Unfortunately, Kipling saw the same thing and now that he knew she had a weak spot, he’d use for all it was worth.
He rocked back on his heels. “Tell me, Officer Adams. How is it possible for an officer of the law not to know, or at least suspect, that her lover is a murdering sex trafficker?”
The question was so preposterous Keaton waited for Alyssa to volley an insult back, but instead, she threw her head back, looked him straight in the eye, and calmly said, “Love is blind, Mr. Benedict. Haven’t you heard?”
“Perhaps. But I hadn’t realized it was stupid as well.”
Alyssa’s lips tightened. “I don’t see how my past relationship has anything to do with my current investigation.”
“That’s where you’d be wrong, Officer.

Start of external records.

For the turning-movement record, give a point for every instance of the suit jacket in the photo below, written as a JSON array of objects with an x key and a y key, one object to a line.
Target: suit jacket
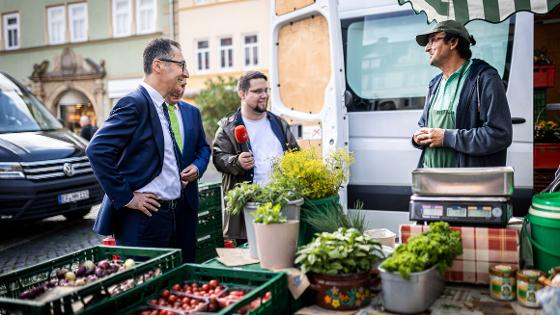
[{"x": 127, "y": 153}]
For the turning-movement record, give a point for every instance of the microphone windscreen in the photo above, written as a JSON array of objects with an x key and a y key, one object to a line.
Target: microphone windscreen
[{"x": 241, "y": 135}]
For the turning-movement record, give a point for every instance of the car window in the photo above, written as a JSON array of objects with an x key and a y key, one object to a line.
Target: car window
[
  {"x": 21, "y": 111},
  {"x": 387, "y": 70}
]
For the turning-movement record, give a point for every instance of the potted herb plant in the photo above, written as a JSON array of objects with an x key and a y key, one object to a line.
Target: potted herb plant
[
  {"x": 276, "y": 236},
  {"x": 318, "y": 180},
  {"x": 338, "y": 265},
  {"x": 246, "y": 197},
  {"x": 415, "y": 269}
]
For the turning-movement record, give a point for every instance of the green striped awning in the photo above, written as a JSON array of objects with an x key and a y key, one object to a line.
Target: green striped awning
[{"x": 490, "y": 10}]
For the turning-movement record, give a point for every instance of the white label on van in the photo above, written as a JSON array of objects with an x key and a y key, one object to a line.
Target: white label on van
[
  {"x": 311, "y": 132},
  {"x": 75, "y": 196}
]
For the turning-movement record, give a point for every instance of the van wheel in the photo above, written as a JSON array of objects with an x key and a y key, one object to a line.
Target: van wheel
[{"x": 76, "y": 215}]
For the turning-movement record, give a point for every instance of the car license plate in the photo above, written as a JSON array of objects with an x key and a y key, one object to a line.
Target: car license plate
[{"x": 74, "y": 196}]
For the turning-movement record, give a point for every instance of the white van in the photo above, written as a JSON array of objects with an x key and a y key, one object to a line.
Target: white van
[{"x": 350, "y": 72}]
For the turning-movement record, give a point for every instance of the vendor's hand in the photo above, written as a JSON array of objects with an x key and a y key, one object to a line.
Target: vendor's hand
[
  {"x": 246, "y": 160},
  {"x": 432, "y": 138},
  {"x": 189, "y": 174},
  {"x": 418, "y": 133},
  {"x": 144, "y": 202}
]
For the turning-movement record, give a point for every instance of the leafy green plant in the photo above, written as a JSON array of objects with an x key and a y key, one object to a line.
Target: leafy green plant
[
  {"x": 238, "y": 197},
  {"x": 218, "y": 99},
  {"x": 438, "y": 246},
  {"x": 312, "y": 175},
  {"x": 331, "y": 217},
  {"x": 345, "y": 251},
  {"x": 269, "y": 214}
]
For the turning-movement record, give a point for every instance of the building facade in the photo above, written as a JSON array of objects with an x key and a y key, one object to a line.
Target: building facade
[
  {"x": 223, "y": 38},
  {"x": 80, "y": 57}
]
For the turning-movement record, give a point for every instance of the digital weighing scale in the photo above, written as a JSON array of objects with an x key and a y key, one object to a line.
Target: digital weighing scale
[
  {"x": 466, "y": 211},
  {"x": 462, "y": 196}
]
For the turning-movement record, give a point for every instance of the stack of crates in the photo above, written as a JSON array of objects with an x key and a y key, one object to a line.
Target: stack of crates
[
  {"x": 151, "y": 263},
  {"x": 209, "y": 230}
]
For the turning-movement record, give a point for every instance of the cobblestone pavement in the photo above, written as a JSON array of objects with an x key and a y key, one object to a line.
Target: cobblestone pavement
[
  {"x": 32, "y": 243},
  {"x": 23, "y": 245}
]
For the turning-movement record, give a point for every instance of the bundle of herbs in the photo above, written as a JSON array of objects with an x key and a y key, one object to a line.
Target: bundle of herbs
[
  {"x": 345, "y": 251},
  {"x": 275, "y": 193},
  {"x": 438, "y": 246},
  {"x": 330, "y": 217}
]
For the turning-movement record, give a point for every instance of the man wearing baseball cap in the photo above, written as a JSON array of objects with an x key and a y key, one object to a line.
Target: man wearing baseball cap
[{"x": 466, "y": 120}]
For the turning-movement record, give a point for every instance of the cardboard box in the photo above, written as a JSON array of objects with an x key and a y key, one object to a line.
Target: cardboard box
[{"x": 482, "y": 248}]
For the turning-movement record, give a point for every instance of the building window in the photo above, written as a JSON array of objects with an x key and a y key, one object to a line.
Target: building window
[
  {"x": 11, "y": 31},
  {"x": 203, "y": 55},
  {"x": 78, "y": 22},
  {"x": 56, "y": 25},
  {"x": 251, "y": 51},
  {"x": 145, "y": 16},
  {"x": 121, "y": 18},
  {"x": 226, "y": 53}
]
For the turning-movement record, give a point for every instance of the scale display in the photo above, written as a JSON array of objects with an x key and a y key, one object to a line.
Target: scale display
[{"x": 461, "y": 210}]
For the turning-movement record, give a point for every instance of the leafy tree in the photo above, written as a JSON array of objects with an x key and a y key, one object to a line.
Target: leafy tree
[{"x": 218, "y": 99}]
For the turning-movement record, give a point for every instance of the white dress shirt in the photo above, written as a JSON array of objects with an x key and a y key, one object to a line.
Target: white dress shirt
[
  {"x": 265, "y": 146},
  {"x": 167, "y": 185}
]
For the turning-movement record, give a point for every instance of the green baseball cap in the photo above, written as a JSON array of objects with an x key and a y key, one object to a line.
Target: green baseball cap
[{"x": 450, "y": 27}]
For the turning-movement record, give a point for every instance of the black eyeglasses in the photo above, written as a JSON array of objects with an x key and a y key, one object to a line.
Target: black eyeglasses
[
  {"x": 181, "y": 64},
  {"x": 260, "y": 91}
]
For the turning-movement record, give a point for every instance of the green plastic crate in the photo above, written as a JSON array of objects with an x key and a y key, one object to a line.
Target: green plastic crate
[
  {"x": 14, "y": 283},
  {"x": 209, "y": 221},
  {"x": 260, "y": 281},
  {"x": 308, "y": 297},
  {"x": 210, "y": 195},
  {"x": 206, "y": 246}
]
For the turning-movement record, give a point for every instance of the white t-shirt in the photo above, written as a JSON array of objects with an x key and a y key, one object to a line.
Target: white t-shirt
[{"x": 265, "y": 146}]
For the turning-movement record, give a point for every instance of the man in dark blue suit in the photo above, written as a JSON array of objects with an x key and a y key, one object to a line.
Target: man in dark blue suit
[
  {"x": 137, "y": 159},
  {"x": 186, "y": 124}
]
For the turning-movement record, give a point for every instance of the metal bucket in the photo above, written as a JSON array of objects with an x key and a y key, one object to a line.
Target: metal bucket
[{"x": 411, "y": 296}]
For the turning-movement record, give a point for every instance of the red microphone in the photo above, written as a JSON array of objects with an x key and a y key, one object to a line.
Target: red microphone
[{"x": 242, "y": 137}]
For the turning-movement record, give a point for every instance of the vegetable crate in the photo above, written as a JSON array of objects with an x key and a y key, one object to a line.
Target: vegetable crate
[
  {"x": 209, "y": 230},
  {"x": 260, "y": 283},
  {"x": 150, "y": 262},
  {"x": 544, "y": 76},
  {"x": 206, "y": 245}
]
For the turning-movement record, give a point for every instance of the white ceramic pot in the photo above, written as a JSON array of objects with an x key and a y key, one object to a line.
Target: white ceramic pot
[{"x": 277, "y": 243}]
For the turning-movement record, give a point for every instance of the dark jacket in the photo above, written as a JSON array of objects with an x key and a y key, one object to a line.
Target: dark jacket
[
  {"x": 225, "y": 158},
  {"x": 483, "y": 120}
]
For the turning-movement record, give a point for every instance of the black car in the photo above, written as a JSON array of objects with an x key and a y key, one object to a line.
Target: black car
[{"x": 43, "y": 167}]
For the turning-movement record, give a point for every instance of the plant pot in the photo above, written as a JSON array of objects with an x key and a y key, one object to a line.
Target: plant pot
[
  {"x": 276, "y": 244},
  {"x": 250, "y": 208},
  {"x": 341, "y": 292},
  {"x": 292, "y": 209},
  {"x": 411, "y": 296},
  {"x": 306, "y": 231}
]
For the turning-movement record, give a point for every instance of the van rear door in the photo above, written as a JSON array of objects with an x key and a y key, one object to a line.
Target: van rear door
[{"x": 307, "y": 72}]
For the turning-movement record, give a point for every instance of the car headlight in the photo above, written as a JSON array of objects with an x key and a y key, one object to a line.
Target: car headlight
[{"x": 11, "y": 171}]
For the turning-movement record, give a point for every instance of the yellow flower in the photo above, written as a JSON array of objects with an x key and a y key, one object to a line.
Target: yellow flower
[{"x": 336, "y": 303}]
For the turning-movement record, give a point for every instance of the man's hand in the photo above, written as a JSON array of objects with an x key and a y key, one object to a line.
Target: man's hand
[
  {"x": 418, "y": 133},
  {"x": 246, "y": 160},
  {"x": 144, "y": 202},
  {"x": 432, "y": 137},
  {"x": 189, "y": 174}
]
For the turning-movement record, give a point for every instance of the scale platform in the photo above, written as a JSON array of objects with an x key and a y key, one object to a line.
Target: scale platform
[{"x": 464, "y": 211}]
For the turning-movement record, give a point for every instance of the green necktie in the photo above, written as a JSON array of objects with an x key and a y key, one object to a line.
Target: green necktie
[{"x": 175, "y": 127}]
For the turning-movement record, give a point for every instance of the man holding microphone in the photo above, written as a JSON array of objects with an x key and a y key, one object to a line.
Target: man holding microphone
[{"x": 269, "y": 136}]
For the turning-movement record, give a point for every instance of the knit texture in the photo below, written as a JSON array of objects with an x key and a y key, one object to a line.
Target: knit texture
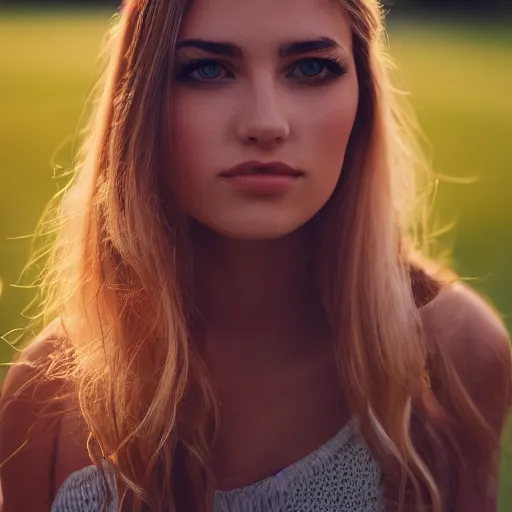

It has everything to do with the current investigation. How do you expect me to believe you can tell which end’s up when you didn’t even know the man you were sleeping with had blood on his hands?”
Shocked at the turn the conversation had taken, Keaton tried to remember a news story even remotely related to what they were discussing in the foyer. Damn. He had no idea. That’s what he got for never watching the news.
The corner of Alyssa’s mouth quirked up. “Did you realize who I was when you first saw me or did you Google me after I arrested you?”
There were relatively few people who gave to Kipling as good as they got. Keaton hadn’t expected the police officer to be one of them. His older brother must have felt the same. He laughed and replied, “Touché, Officer Adams. Touché.”
Alyssa looked mildly amused. “I know your type, Mr. Benedict. You think you’re better than everyone else because you’re wealthy. You think if something doesn’t go your way, you can just buy your way out. Well, guess what? News flash. I’m not for sale.”